Davacı vekili temyiz dilekçesinde özetle; müvekkil idare ile davalı arasında usul ve hukuka uygun bir ortaklık ilişkisi kurulmadığını, yönetim kurulunca davalı kooperatife ortak olunması yönünde alınmış bir karar bulunmadığını, 4572 sayılı Kanunda yürürlükten kaldırılan geçici madde ile üye olan ortakların dahi sermaye payı iadelerinin önünde bir engel bulunmadığını, davalı kooperatif kayıtlarında müvekkil idare ortak olarak gözüktüğü için sermaye katılım payı adı altındaki kesintilerin ortaklıktan çıkma şeklinde tahsil edilmesinin sağlanması yoluna gidildiğini, ana sözleşme uyarınca 5 yıl gibi çok uzun bir süre erteleme kararı alınmasının hakkın kötüye kullanılmasını oluşturduğunu, müvekkil idarenin taleplerinin sürekli bir şekilde reddedildiğini, haklı talebin sürüncemede bırakıldığını, ayrıca müvekkil aleyhine takdir edilen vekalet ücretinin maktu olması gerekirken nispi olarak hüküm kurulmasının hatalı olduğunu beyanla kararın bozulmasını talep etmiştir.

C. Gerekçe

1. Uyuşmazlık ve Hukuki Nitelendirme

Uyuşmazlık, davalı kooperatif ortaklığından ayrılmaya dayalı sermaye alacağının tahsili istemine ilişkindir.

2. İlgili Hukuk

1163 sayılı Kanunun 17 nci maddesi, Kooperatif Ana Sözleşmesinin 18 nci maddesi, 6100 sayılı Hukuk Muhakemeleri Kanununun 369 ncu maddesinin birinci fıkrası ile 370 ve 371 nci maddeleri.

3. Değerlendirme

1. Davacı tarafın davalı kooperatife üye olduğu, davacı tarafın 20.06.2014 tarihli kooperatif ortaklığından çıkma talebinin 23.06.2014 tarihli kooperatif yönetim kurulu kararı ile kabul edildiği ortaklığı sona erenlerin durumuna ilişkin 22.11.2014 tarihli genel kurulda karar alındığı dosya kapsamında sabittir.

2. Somut olayda, davalı kooperatifin 22.11.2014 tarihli genel kurulda 10. gündem maddesi ile "ana sözleşmenin 18 nci maddesinin 6. ve 7. fıkrasındaki ortaklığı sona erenlere yapılacak sermaye ödemelerinin kooperatifin mevcudiyetini tehlikeye düşürecek durumlarda 5 yılı aşmamak üzere ertelenmesine" şeklinde alınan kararın açık bir erteleme kararı olmadığı anlaşılmakla erken açılan davadan söz etmek mümkün değildir.
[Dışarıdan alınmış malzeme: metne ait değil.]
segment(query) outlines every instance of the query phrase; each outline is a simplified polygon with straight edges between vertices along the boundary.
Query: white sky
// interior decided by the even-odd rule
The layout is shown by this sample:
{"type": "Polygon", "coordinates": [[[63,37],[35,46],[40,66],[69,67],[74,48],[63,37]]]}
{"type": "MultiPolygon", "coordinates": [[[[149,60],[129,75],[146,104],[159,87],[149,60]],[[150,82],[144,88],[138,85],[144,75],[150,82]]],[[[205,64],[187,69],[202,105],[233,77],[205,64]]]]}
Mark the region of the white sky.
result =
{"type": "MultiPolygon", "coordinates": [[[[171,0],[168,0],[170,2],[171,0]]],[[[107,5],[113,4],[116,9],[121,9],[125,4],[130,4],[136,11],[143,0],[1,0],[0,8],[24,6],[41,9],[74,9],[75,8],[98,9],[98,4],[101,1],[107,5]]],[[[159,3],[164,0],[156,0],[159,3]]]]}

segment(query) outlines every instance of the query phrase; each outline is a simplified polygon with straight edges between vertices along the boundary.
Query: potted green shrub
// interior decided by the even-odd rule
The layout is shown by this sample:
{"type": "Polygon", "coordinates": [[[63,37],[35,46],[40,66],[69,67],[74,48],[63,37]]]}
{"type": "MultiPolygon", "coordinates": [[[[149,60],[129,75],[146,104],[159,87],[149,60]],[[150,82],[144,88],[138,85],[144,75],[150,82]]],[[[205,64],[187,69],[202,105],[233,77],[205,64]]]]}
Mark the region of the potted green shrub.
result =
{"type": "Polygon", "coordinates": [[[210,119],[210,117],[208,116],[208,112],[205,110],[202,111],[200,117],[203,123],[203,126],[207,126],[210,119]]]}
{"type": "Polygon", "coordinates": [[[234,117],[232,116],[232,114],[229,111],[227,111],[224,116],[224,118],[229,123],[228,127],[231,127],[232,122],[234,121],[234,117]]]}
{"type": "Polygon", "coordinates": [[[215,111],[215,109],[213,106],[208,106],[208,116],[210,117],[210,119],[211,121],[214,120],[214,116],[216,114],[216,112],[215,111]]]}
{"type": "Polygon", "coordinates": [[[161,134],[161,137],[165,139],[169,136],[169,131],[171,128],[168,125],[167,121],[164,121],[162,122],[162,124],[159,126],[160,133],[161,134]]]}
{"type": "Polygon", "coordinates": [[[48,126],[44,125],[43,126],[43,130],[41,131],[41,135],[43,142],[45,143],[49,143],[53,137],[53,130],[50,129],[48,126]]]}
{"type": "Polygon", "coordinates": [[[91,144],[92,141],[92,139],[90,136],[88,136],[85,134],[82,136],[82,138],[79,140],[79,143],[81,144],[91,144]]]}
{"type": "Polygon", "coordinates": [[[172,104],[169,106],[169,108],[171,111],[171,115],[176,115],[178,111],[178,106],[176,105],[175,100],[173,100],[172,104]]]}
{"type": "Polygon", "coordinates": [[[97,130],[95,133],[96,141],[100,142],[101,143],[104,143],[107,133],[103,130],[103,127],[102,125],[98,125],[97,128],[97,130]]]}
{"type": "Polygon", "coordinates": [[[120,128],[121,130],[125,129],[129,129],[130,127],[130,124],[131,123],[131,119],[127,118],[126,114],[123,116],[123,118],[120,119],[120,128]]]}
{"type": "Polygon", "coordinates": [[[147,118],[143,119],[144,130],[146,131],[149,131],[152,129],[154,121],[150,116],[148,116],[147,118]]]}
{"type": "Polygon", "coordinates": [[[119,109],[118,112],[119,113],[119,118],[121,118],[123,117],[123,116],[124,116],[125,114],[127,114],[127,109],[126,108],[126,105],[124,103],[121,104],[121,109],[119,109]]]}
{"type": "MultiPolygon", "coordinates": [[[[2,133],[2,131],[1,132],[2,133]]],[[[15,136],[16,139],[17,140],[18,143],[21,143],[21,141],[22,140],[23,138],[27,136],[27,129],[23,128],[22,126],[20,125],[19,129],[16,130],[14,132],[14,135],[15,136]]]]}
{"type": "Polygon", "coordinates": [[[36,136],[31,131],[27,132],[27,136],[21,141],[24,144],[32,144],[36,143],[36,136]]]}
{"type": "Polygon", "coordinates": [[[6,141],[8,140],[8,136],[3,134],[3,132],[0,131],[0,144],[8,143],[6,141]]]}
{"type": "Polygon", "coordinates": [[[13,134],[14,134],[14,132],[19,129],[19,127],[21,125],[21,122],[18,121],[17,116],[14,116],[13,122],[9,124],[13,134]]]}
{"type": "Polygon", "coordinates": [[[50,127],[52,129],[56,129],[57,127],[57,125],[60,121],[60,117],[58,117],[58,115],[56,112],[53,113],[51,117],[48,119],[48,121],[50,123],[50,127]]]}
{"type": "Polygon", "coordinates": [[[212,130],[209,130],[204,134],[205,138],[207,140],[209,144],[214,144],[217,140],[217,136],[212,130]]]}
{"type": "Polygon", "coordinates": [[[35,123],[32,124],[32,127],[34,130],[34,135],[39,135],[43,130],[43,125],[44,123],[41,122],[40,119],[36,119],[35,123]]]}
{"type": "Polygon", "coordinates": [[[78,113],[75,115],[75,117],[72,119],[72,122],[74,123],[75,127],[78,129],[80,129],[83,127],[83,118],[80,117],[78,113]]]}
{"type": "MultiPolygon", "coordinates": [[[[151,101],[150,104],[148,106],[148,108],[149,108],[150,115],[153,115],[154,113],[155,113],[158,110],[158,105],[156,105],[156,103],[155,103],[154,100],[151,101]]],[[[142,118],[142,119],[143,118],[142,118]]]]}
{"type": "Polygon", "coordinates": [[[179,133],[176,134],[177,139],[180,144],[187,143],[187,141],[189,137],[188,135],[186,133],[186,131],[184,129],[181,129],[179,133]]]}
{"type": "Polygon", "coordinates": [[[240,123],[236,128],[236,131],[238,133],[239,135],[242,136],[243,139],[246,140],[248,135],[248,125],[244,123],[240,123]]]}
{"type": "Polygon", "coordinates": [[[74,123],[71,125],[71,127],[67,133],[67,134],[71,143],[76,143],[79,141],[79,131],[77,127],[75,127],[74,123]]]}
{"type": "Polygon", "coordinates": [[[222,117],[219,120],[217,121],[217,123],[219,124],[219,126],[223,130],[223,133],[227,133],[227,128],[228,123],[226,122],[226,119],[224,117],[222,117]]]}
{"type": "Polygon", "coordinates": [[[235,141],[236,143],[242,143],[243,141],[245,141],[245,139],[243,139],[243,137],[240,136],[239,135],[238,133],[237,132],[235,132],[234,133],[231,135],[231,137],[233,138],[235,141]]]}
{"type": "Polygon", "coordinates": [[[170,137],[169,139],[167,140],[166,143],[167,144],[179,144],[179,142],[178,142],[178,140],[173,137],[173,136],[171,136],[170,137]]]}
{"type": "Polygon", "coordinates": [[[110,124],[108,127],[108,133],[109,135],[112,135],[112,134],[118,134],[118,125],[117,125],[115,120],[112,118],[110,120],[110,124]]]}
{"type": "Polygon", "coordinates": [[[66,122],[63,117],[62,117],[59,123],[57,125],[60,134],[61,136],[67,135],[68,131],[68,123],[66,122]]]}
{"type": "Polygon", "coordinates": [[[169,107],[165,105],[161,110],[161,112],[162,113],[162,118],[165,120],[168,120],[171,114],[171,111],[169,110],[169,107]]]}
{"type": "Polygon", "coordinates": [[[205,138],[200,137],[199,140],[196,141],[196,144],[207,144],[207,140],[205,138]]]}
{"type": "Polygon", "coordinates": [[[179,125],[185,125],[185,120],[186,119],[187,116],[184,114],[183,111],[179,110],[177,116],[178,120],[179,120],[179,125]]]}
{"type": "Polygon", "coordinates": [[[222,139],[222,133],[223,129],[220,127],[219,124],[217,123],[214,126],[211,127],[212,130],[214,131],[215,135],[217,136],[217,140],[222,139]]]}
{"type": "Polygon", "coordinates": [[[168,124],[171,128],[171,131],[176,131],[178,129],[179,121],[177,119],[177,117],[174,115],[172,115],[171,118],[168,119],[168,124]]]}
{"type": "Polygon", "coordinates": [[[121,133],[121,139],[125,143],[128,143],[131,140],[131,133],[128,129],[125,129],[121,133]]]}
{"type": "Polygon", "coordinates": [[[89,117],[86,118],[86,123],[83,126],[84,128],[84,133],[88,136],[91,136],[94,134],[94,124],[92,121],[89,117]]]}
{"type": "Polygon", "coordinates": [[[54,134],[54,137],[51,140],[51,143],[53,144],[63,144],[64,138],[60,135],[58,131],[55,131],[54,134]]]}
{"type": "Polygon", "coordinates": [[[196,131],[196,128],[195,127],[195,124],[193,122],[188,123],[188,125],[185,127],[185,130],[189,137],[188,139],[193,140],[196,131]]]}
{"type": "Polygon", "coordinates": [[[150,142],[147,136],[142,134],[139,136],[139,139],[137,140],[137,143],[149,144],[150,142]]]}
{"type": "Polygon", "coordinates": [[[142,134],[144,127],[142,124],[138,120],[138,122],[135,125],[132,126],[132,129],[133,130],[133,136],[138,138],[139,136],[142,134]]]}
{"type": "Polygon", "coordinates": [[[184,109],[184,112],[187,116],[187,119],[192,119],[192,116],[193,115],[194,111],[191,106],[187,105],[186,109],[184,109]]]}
Bu durumda işin esasına girilerek sonuca göre bir karar verilmesi gerekirken Bölge Adliye Mahkemesince yazılı şekilde karar verilmesi doğru görülmemiş, hükmün bu nedenle bozulması gerekmiştir.

VI. KARAR

Açıklanan sebeplerle;

Temyiz olunan Bölge Adliye Mahkemesi kararının BOZULMASINA,

Peşin alınan temyiz karar harcının istek hâlinde ilgiliye iadesine,

Dosyanın kararı veren Bölge Adliye Mahkemesine gönderilmesine,

29.11.2023 tarihinde oy birliğiyle karar verildi.